Why are you passing 'exhibitions' as a second parameter?
Side note: Your error also shows that you don’t have a value for space.name in the context being used to render this template. You need to ensure that your tag is referencing the proper variable.
Aha… I wasn’t understanding the function of the pattern name — that’s why I putting ‘exhibitions’ in the path, for disambiguation. So now I have this, which works:
That’s fine to have the string ‘exhibitions’ in the path. Using:
Is 100% valid and correct.
However, in both cases (with and without ‘exhibitions’), there’s only one parameter.
You would properly render this url with: {% url 'exhibition_list' space.name %}
The problem with your previous attempt was with trying to use that path with: {% url 'exhibition_list' space.name 'exhibitions' %}
If you’re populating space_name in the context, that’s the wrong context variable, because you’re specifying space.name as the parameter, which would be the name attribute of an object or dict named space.
The path takes precedence. Django uses the first matching entry in your URLconf, the path name (or rather view name) is mostly only used for reversing URLs.
The name parameter is an empty string. That’s no good. I would guess there’s a template error being swallowed. I recommend installing django-fastdev which turns these errors into hard errors in the template where the error is.
It is a definitive identifier within Django. When you are reversing a URL, you are creating a url based upon the name given.
However, the names are meaningless for URLs being requested. Your browser doesn’t submit a name, it submits a url. The url being submitted is compared to each of the defined paths in the order that they are defined, and will call the first view where the url matches the path.

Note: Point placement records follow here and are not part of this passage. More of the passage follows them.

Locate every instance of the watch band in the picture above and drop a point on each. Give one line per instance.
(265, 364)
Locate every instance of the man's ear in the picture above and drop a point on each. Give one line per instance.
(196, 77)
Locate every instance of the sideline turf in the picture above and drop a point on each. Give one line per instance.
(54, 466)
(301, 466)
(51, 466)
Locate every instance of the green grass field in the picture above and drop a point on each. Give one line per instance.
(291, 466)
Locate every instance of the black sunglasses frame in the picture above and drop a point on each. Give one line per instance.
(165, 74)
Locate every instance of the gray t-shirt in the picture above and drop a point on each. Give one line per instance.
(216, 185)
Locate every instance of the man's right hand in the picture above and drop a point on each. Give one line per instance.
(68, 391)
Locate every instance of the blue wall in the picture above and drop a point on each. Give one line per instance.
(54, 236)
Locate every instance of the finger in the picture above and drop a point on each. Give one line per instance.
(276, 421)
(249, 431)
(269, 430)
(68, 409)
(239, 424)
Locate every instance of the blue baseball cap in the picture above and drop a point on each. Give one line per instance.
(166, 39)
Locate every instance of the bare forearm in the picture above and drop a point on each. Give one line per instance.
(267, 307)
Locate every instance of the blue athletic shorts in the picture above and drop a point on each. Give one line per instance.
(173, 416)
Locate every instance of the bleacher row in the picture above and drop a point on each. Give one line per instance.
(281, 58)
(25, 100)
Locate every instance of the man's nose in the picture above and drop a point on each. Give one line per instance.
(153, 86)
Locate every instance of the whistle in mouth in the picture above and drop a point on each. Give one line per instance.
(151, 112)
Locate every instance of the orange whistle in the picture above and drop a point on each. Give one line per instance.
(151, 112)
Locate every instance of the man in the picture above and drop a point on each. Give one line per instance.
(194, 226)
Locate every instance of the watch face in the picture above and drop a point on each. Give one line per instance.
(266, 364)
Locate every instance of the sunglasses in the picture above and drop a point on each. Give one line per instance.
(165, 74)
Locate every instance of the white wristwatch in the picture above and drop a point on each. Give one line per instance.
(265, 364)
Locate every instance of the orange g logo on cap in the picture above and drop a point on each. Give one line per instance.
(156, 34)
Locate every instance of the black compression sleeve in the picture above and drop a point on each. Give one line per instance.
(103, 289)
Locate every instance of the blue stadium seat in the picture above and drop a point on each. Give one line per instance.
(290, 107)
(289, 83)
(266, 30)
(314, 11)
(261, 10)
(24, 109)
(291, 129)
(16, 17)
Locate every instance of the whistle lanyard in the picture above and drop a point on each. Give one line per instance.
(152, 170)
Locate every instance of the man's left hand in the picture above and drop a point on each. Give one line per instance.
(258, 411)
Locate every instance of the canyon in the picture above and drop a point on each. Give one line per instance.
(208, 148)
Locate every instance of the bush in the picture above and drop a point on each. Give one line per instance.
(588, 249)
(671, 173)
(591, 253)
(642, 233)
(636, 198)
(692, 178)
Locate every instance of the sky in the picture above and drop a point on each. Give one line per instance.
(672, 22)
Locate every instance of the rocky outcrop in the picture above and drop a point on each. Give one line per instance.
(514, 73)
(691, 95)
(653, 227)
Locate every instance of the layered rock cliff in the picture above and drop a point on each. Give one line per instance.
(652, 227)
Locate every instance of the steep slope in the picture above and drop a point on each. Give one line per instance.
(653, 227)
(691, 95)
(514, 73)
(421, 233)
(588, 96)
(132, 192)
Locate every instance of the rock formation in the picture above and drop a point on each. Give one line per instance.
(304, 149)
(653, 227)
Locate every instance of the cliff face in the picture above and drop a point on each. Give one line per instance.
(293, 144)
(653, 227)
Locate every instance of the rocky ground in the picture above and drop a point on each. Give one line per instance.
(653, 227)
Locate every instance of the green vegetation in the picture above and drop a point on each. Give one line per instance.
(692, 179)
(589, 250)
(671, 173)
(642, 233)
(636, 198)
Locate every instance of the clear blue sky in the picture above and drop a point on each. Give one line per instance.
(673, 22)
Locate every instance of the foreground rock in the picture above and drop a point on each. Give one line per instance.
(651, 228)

I have to say, though Django’s documentation is generally very good, for this feature it’s rather poor (of course, it’s hard to write good documentation of a badly-designed scheme — but I digress).
I, controversially, tell people not to use reverse()/{%url%} and just write out the url. It’s error prone, and slow, and what do you get for that work? It becomes easier to change urls later, which is so rare that it doesn’t matter.
(For library authors you need it though, and for i18n urls)
There’s another situation where it’s important too, and that’s the case where you’re needing to deploy multiple projects, or multiple instances of the same project on one site, and you need to segregate those projects below different base URLs.
In our situation, that’s far from being “so rare that it doesn’t matter”.
As a side note, we also find that using it reduces errors in that fewer mistakes are made by being able to reference a single app:name for a long url and passing parameters by name rather than needing to remember that full path and the order in which parameters are being provided.
As long as you use reverse() then sure. It’s just that the combination of template silent errors creating empty strings and then failing silently after that that is a problem.
It’s also an issue of the above, plus the poor error message (it could list all valid names for example!), that makes many beginners struggle needlessly imo. It’s just not worth it for people who are already struggling with basics like HTML, CSS, and Python.